NOTE. Rule 1 is based on Werner Herzog’s remarkable dictum, “Tourism is sin, and travel on foot virtue” (from Minnesota Declaration: Truth and Fact in Documentary Cinema, Walker Art Center, Minneapolis – April 30, 1999). Rule 3 combines Hugh of Saint Victor, Didascalicon III, 13 (Engl. translation by J. Taylor, in The Didascalicon of Hugh of St.
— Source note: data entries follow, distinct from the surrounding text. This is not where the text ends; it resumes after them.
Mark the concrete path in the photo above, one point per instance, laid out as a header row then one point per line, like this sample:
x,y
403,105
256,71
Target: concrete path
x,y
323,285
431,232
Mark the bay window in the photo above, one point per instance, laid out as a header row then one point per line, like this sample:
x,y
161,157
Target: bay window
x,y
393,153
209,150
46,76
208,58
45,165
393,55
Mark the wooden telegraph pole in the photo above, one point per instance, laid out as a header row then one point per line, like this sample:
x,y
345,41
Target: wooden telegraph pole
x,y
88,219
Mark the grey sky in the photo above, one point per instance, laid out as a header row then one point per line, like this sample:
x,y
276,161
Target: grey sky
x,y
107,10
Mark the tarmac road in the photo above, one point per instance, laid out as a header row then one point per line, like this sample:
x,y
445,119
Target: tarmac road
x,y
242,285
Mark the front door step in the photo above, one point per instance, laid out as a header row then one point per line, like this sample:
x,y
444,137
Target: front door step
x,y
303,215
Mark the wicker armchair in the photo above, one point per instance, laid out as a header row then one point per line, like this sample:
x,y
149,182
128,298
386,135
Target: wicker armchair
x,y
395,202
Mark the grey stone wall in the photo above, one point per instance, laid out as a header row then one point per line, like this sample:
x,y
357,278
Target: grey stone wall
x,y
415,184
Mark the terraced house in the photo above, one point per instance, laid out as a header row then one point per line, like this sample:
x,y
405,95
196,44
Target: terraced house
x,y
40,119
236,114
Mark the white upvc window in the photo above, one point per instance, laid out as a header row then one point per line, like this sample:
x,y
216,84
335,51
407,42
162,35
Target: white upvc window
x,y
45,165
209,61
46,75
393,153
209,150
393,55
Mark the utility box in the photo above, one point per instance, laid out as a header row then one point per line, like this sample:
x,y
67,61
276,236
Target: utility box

Victor: A Medieval Guide to the Arts [New York: Columbia University Press, 1961], 95), with Horace, Satires II, 2, 2. Rules 6–10 are taken from Jonathan Z. Smith, “When the Chips Are Down,” in Relating Religion: Essays in the Study of Religion (Chicago: The University of Chicago Press, 2007), 1–60 at 37, n. 27 (but cf. also J.L. Lowes, The Road to Xanadu: A Study in the Ways of the Imagination [New York: Houghton Mifflin, 1959; 1st edition 1927], 30–36). Rule 11 alludes, respectively, to Clifford Geertz, “Thick Description: Toward an Interpretive Theory of Culture,” in The Interpretation of Cultures: Selected Essays (New York: Basic Books, 1973), 3–30; and Ludwig Wittgenstein, Remarks on Frazer’s Golden Bough, ed. R. Rhees (Doncaster: Brynmill Press, 1979), 8e–9c. Rule 13 derives from Walter Benjamin, “Post No Bills: The Writer’s Technique in Thirteen Rules” (“Ankleben verboten! 13 Thesen über die Technik des Schriftstellers,” in Einbahnstrasse, 1928), Engl. transl. by E. Jephcott, in Reflections: Essays, Aphorisms, Autobiographical Writings (New York: Harcourt Brace Jovanovich, 1978), 84–86 at 85. Rule 15 is a sentence attributed to Rabbi Tarfon (m. ʾAbot 2, 16). Last updated: Sept. 14, 2022.